Through years of working in the medical device industry, most recently in certification, I’ve seen many ambitious cases have a hard time coping with regulations and standards. Despite their bleak appearance, these texts are crucially important. They have evolved over the decades in the hands of highly professional people around the world, and are essential for the safety of our species and the environment in which we live. These regulatory texts summarize a great deal of wisdom that only collective experience can capture, making them invaluable for sharing this critical knowledge.

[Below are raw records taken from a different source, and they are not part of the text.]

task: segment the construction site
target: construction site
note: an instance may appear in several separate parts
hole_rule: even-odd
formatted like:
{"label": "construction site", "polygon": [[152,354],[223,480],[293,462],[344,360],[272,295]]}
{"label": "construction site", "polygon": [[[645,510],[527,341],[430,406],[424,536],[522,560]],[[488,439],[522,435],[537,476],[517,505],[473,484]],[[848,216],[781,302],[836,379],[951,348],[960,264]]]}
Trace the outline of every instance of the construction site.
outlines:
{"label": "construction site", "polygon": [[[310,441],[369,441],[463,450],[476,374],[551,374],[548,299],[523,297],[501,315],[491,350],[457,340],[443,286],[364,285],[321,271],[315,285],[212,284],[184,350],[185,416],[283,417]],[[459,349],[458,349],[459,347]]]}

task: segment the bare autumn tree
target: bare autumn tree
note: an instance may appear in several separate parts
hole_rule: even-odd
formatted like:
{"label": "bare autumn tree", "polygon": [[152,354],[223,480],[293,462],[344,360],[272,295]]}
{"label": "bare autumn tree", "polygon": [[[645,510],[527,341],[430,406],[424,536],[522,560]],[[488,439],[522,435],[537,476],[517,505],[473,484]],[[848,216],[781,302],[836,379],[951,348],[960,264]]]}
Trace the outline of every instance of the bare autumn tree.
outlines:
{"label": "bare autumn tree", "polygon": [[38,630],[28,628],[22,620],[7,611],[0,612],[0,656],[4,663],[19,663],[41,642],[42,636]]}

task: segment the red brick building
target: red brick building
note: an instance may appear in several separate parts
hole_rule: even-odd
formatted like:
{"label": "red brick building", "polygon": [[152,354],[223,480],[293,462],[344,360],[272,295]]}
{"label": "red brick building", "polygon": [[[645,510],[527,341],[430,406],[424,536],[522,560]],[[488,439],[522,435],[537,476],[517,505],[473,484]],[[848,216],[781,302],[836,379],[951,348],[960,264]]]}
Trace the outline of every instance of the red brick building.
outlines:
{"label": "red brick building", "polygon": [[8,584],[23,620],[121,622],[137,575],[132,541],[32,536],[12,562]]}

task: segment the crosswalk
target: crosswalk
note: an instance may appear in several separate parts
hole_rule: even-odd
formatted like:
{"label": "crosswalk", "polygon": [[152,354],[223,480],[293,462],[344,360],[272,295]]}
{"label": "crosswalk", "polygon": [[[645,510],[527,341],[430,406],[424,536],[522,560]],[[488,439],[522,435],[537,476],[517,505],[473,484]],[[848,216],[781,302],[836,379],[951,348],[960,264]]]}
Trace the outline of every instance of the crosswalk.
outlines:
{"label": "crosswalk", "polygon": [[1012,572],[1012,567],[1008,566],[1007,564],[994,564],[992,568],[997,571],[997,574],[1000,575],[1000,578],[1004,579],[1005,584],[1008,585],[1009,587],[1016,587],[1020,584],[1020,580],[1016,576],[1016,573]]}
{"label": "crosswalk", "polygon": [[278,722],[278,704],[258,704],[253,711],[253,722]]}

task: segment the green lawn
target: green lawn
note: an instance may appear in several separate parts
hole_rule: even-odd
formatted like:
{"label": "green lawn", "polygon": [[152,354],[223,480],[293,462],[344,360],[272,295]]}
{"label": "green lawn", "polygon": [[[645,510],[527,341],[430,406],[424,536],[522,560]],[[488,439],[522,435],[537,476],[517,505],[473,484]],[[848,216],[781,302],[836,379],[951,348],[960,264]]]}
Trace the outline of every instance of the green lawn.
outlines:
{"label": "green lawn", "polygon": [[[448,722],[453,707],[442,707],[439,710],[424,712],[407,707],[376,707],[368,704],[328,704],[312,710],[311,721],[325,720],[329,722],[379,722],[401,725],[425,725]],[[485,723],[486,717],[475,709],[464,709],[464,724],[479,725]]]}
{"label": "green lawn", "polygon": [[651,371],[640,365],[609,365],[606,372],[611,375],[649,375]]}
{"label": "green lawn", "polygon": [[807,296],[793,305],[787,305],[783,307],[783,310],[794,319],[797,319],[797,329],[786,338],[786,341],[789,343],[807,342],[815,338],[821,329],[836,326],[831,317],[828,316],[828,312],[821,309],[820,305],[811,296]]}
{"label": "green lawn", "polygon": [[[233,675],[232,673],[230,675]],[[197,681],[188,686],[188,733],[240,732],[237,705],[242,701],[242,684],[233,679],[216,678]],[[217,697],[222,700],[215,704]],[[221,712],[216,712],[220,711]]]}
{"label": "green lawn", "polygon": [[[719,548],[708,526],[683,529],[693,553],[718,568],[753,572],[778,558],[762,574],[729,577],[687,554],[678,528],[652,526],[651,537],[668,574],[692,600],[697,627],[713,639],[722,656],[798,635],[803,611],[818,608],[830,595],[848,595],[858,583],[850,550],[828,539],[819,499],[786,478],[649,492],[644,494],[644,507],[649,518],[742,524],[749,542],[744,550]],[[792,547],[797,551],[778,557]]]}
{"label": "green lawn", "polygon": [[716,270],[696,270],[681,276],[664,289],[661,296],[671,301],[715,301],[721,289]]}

On the downside, regulations and standards may be difficult to read and interpret, despite any guidelines with which they may be provided. Brilliant innovations do not reach the ill, because startups lack the resources to comply. If startups focus more on compliance, they will not have time to establish effective marketing or distributor networks. They are restricted by scarce resources, limited know-how on compliance, and many times they are simply too risky for proper funding. If only they had a better chance to prove their case!
There are numerous requirements to which every organization must adapt in connection with their own value proposal. However, too many organizations repeat the same basic steps as the organization next door: setting up procedures, technical documentation, and other building blocks of quality management systems. What if startups, or any enterprise, established the basics in a matter of hours or days instead of pondering such issues for weeks, months, or even years?
The heart of our value proposal is to call into action the massive knowledge base of regulations, standards, and the various guidelines related to them. We are designing a platform where the highly knowledgeable have the tools to bend the basic requirements to which all of us must comply. Organizations around the world can then focus on tasks that add value within their specialty. We believe this will cause resources to be unleashed, lead to healthier startups, and cause less frustration for the entire ecosystem, as well as foment more interaction between industry stakeholders.
To underline our proposal, we consider ourselves an Earthporation, as opposed to a corporation. Not an object loosely connected to our environment or humanity, but most responsibly a part of them. We will do our utmost to let your innovations strive, so you can provide safer and more effective healthcare where the need is most urgent.